AT LAST: By late spring, the U.S. Supreme Court will add its final word to the legal debate over marriage equality.
a link to the U.S. Supreme Court announcement
that it will take appeals of the 2-1 Sixth U.S. Circuit Court of Appeals ruling that overturned lower court decisions that invalidated same-sex marriage bans
in four states.
The cases are consolidated and the petitions for writs of certiorari are granted limited to the following questions: 1) Does the Fourteenth Amendment require a state to license a marriage between two people of the same sex? 2) Does the Fourteenth Amendment require a state to recognize a marriage between two people of the same sex when their marriage was lawfully licensed and performed out-of-state? A total of ninety minutes is allotted for oral argument on Question 1. A total of one hour is allotted for oral argument on Question 2. The parties are limited to filing briefs on the merits and presenting oral argument on the questions presented in their respective petitions. The briefs of petitioners are to be filed on or before 2 p.m., Friday, February 27, 2015. The briefs of
respondents are to be filed on or before 2 p.m., Friday, March 27, 2015. The reply briefs are to be filed on or before 2 p.m., Friday, April 17, 2015.
In other words, the U.S. Supreme Court will give the final word on same-sex marriage some time before its term ends in June. So far, all U.S. circuits that have heard cases since a landmark New York case have struck down bans on constitutional grounds except the 6th.

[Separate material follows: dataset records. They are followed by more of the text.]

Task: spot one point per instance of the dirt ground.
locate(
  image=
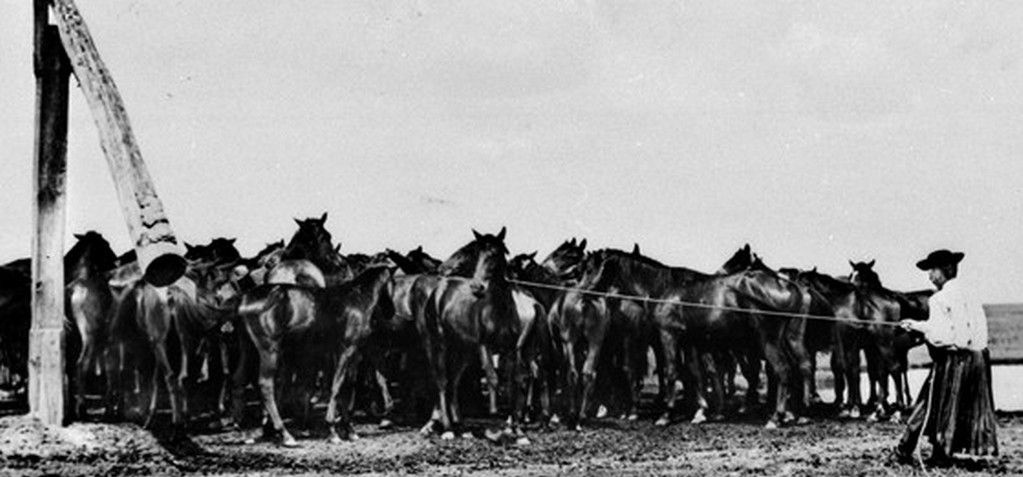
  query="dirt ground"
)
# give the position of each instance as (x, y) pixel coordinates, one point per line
(825, 447)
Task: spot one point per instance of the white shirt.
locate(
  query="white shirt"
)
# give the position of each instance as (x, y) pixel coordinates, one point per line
(954, 319)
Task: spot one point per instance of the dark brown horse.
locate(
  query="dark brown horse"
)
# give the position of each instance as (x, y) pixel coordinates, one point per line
(632, 273)
(89, 306)
(308, 327)
(885, 344)
(836, 298)
(144, 319)
(468, 318)
(311, 258)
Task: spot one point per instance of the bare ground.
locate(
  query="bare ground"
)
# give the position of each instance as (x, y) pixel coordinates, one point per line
(825, 447)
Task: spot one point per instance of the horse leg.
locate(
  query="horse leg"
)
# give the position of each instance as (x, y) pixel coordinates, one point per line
(113, 397)
(173, 386)
(589, 372)
(669, 350)
(838, 371)
(341, 373)
(696, 376)
(751, 371)
(85, 362)
(629, 364)
(852, 382)
(717, 381)
(796, 329)
(487, 361)
(269, 355)
(571, 376)
(781, 373)
(460, 365)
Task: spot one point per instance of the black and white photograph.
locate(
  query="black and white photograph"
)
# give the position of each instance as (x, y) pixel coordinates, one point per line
(510, 237)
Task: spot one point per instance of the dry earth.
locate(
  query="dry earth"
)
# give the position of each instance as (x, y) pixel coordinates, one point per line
(825, 447)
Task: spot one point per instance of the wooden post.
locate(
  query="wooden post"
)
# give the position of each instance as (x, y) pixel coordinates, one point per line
(46, 377)
(158, 249)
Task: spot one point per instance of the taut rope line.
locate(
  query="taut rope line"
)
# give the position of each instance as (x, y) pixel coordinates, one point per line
(695, 304)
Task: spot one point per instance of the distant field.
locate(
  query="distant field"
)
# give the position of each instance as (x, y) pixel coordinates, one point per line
(1005, 330)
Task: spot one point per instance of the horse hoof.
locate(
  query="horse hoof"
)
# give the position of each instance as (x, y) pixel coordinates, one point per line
(492, 435)
(700, 418)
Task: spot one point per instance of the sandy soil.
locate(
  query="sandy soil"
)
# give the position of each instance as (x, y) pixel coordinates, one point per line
(825, 447)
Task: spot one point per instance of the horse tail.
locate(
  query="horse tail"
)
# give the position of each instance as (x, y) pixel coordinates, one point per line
(259, 300)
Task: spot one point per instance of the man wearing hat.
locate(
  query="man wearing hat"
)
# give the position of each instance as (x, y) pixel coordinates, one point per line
(954, 408)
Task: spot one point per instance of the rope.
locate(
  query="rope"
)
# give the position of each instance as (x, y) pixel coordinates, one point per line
(695, 304)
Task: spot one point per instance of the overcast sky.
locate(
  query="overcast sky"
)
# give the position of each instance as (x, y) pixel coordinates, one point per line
(816, 131)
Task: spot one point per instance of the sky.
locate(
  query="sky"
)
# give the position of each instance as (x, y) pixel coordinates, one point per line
(818, 132)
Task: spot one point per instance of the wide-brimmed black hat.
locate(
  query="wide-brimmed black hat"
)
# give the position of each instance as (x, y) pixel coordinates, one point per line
(940, 258)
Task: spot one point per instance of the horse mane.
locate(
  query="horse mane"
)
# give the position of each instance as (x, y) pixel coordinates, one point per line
(102, 258)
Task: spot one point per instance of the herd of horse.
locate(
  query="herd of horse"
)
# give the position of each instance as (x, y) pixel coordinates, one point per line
(554, 339)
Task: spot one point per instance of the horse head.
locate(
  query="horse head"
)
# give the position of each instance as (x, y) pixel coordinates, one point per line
(222, 250)
(463, 261)
(424, 261)
(312, 242)
(565, 260)
(741, 260)
(90, 255)
(491, 268)
(524, 266)
(597, 270)
(863, 275)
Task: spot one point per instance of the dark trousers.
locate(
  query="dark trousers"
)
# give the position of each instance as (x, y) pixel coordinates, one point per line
(915, 425)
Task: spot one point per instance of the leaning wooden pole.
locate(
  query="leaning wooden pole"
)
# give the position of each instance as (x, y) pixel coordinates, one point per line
(158, 249)
(46, 378)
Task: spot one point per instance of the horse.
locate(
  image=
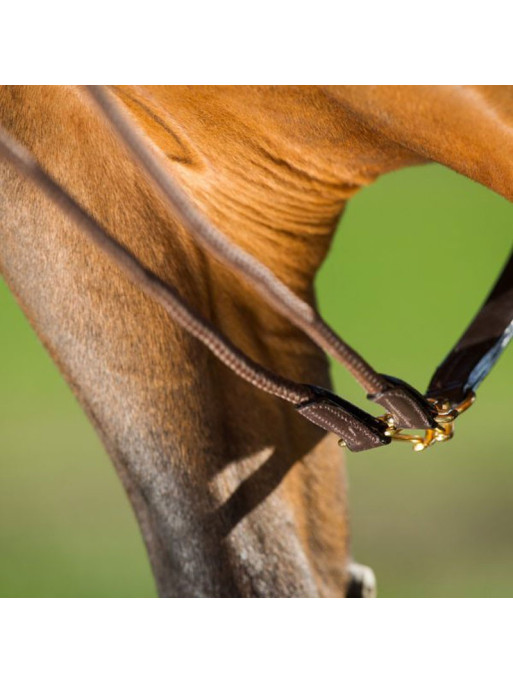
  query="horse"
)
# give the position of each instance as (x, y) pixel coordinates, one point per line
(235, 494)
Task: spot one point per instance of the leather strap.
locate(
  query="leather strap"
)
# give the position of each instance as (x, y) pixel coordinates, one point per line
(358, 429)
(462, 371)
(480, 346)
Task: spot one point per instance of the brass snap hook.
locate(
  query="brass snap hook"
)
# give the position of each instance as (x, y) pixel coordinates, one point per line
(445, 417)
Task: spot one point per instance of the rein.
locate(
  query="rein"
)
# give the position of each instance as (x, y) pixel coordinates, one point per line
(450, 392)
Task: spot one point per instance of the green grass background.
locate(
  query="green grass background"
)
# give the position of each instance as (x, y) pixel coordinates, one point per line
(413, 258)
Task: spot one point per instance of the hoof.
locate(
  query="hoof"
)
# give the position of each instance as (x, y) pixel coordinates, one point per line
(362, 582)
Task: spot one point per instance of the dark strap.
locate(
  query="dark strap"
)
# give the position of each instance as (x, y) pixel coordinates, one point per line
(356, 428)
(462, 371)
(480, 346)
(408, 407)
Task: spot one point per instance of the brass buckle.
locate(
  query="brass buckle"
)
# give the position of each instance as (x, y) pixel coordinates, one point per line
(445, 417)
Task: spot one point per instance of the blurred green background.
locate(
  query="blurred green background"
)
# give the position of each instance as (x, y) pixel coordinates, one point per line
(414, 257)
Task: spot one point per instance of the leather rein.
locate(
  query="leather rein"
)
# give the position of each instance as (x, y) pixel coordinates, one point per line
(452, 387)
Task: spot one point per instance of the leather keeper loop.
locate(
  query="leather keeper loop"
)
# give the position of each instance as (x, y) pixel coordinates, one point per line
(358, 429)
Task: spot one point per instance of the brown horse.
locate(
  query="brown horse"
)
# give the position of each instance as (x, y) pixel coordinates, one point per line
(235, 494)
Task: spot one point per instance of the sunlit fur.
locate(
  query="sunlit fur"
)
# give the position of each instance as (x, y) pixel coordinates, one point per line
(234, 493)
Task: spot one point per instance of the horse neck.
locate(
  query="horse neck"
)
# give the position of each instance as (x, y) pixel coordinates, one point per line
(235, 495)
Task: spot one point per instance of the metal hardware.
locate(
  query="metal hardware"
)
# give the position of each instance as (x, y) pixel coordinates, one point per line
(445, 417)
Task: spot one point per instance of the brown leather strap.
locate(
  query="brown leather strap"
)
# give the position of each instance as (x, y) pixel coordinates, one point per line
(356, 428)
(409, 407)
(462, 371)
(480, 346)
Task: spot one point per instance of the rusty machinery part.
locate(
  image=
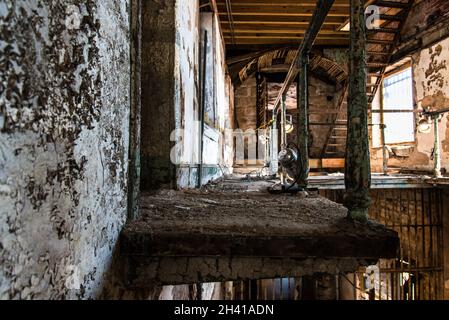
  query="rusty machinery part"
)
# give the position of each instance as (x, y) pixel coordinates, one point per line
(290, 161)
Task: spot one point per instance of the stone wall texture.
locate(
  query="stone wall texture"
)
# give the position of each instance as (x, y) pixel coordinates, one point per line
(64, 121)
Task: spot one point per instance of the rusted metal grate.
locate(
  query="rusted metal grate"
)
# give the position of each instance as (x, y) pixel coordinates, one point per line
(416, 274)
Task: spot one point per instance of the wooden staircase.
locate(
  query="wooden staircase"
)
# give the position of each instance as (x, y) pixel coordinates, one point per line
(381, 44)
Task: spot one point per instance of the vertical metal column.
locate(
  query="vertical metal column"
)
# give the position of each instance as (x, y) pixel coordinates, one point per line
(302, 94)
(202, 111)
(357, 168)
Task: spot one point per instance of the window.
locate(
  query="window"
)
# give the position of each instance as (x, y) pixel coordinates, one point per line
(398, 96)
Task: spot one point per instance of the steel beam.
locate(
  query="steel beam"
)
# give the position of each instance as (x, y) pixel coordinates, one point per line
(300, 63)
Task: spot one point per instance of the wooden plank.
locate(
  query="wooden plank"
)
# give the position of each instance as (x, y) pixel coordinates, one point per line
(302, 3)
(287, 41)
(291, 11)
(289, 20)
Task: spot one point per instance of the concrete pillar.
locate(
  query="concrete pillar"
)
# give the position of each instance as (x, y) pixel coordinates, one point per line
(357, 170)
(302, 131)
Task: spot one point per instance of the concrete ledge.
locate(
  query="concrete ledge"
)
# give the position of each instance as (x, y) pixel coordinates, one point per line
(143, 272)
(218, 235)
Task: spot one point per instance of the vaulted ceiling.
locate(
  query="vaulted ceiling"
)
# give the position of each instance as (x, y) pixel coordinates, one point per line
(269, 22)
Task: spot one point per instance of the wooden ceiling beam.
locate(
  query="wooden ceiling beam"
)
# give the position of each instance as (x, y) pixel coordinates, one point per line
(264, 31)
(246, 27)
(289, 41)
(309, 3)
(285, 20)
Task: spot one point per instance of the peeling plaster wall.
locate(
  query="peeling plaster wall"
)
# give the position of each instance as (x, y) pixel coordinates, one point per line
(64, 109)
(172, 51)
(431, 87)
(158, 50)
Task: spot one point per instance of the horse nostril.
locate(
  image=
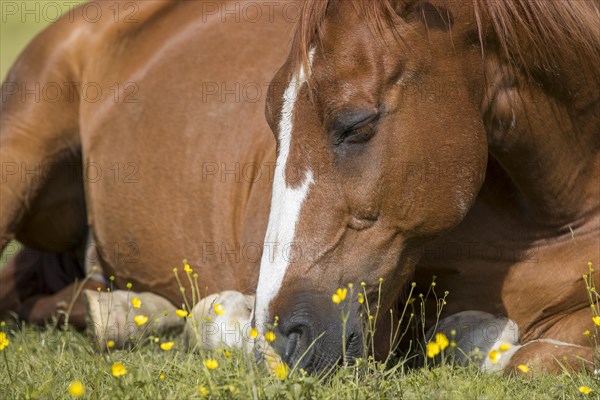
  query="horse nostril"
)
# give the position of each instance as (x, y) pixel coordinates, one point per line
(297, 348)
(291, 345)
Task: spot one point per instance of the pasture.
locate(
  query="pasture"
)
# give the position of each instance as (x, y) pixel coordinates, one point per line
(54, 362)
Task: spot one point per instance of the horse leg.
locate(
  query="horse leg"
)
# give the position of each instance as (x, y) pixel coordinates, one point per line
(39, 285)
(39, 137)
(547, 355)
(563, 345)
(111, 317)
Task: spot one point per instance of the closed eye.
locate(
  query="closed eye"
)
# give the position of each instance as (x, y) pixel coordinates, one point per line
(354, 127)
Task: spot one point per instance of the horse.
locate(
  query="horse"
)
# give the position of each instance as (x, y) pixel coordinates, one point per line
(408, 127)
(411, 139)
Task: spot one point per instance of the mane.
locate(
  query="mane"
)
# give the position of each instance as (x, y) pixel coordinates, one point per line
(551, 32)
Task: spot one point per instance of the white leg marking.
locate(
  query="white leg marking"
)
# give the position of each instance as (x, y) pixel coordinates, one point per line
(476, 334)
(286, 203)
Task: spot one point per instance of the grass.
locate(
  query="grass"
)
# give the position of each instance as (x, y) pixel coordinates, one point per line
(43, 362)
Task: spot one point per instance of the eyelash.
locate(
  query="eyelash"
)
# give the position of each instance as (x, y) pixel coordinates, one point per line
(358, 135)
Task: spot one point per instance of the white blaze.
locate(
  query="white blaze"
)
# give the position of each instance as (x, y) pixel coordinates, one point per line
(286, 203)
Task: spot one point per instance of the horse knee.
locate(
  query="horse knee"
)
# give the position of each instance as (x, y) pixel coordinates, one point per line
(547, 355)
(220, 320)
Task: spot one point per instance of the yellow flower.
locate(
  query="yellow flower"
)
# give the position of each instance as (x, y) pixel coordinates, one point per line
(167, 345)
(76, 389)
(442, 340)
(4, 342)
(140, 319)
(433, 349)
(523, 368)
(136, 303)
(585, 389)
(118, 369)
(211, 363)
(270, 336)
(219, 310)
(281, 371)
(494, 356)
(504, 347)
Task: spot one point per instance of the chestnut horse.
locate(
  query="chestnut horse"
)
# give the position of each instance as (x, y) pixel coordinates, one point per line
(414, 138)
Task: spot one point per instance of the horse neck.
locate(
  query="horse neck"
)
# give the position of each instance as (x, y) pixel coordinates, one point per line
(544, 132)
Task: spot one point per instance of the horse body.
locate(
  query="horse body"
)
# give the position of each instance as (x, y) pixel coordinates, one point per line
(201, 167)
(170, 130)
(494, 191)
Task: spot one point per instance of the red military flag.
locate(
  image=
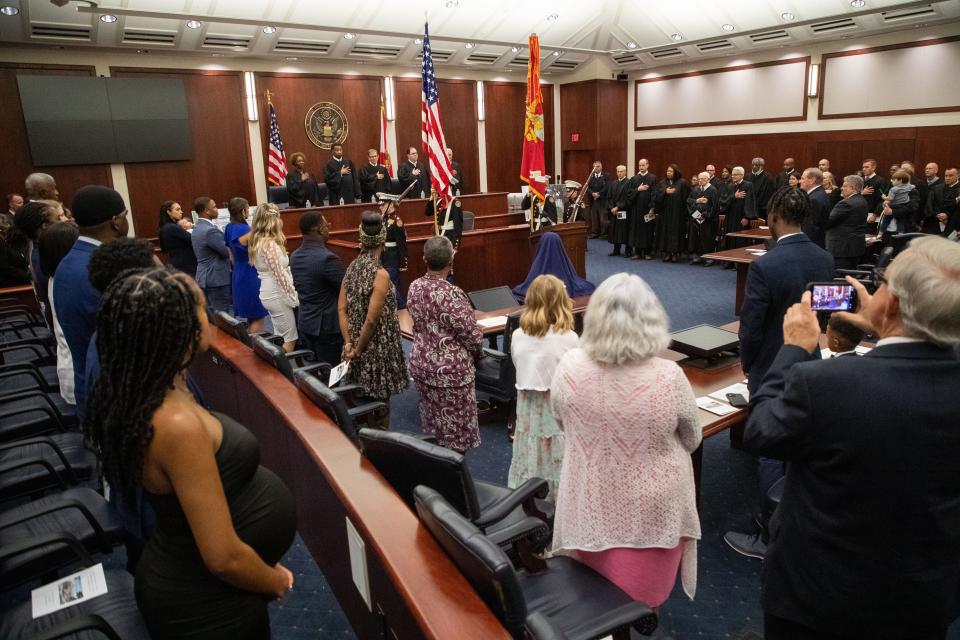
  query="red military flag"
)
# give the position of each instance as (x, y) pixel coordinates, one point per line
(533, 167)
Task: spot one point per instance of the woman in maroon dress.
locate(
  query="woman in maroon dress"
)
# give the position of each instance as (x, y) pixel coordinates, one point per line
(447, 339)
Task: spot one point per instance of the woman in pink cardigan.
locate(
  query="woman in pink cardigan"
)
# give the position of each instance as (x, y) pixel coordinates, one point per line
(627, 506)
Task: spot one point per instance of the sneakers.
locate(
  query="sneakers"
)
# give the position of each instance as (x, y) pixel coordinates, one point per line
(746, 544)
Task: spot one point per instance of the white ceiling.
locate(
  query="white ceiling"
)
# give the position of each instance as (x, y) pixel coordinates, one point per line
(626, 34)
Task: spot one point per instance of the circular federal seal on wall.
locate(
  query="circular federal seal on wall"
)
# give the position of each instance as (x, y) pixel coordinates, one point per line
(326, 125)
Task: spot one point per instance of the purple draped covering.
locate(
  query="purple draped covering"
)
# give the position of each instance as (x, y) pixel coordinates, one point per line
(552, 259)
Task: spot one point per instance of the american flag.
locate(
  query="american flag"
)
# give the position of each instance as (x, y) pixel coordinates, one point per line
(277, 159)
(434, 145)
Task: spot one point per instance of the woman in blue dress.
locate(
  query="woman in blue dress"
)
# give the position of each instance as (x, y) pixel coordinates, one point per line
(246, 282)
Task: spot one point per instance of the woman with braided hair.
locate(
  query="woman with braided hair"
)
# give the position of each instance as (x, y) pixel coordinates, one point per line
(222, 521)
(368, 317)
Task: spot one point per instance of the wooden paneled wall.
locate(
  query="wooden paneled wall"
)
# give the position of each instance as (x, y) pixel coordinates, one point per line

You'd hope that there's no basis for rumors that some on the Arkansas Supreme Court
have been delaying a ruling on the Arkansas case in hopes of U.S. Supreme Court guidance. The case was completed Nov. 20 after an expedited hearing schedule. The Arkansas court should decide the case on the law as it is known — overwhelmingly in favor of marriage equality as it happens, save for the notable 6th Circuit ruling. Justice — whatever it may be — is be denied with the extended delay.
The Arkansas Supreme Court has yet to make clear which justices will decide the appeal of Judge Chris Piazza's marriage ruling. Justice Robin Wynne didn't hear the oral arguments, his predecessor, retired Justice Donald Corbin did. But Wynne will vote on the final outcome. Up in the air is the seat held by appointment by retired Judge Robert McCorkindale
. He was appointed for a recused judge, Cliff Hoofman, whose term has ended and his seat is now held by Justice Rhonda Wood
. McCorkindale says he's still a special justice as far as he knows.
It's unknown whether the court delay could be connected with an internal review of whether the custom of having a special justice see a case through to the end applies or whether Wood should hear the case. I've written before that a strong argument exists for Wood to hear the case, since the circumstance that called for a special justice no longer exists and a duly elected justice is available.
Remember that the Arkansas case includes a state constitutional argument against the marriage ban that could apply regardless of how the U.S. Supreme Court rules.
Some 70 percent of the U.S. population lives in the 36 states where same-sex marriage is now legal. Several million more briefly enjoyed equality, including Arkansas, where 500 couples were married before Judge Piazza's decision was put on hold.
UPDATE: The Obama administration announced
that it would file a brief arguing for marriage equality.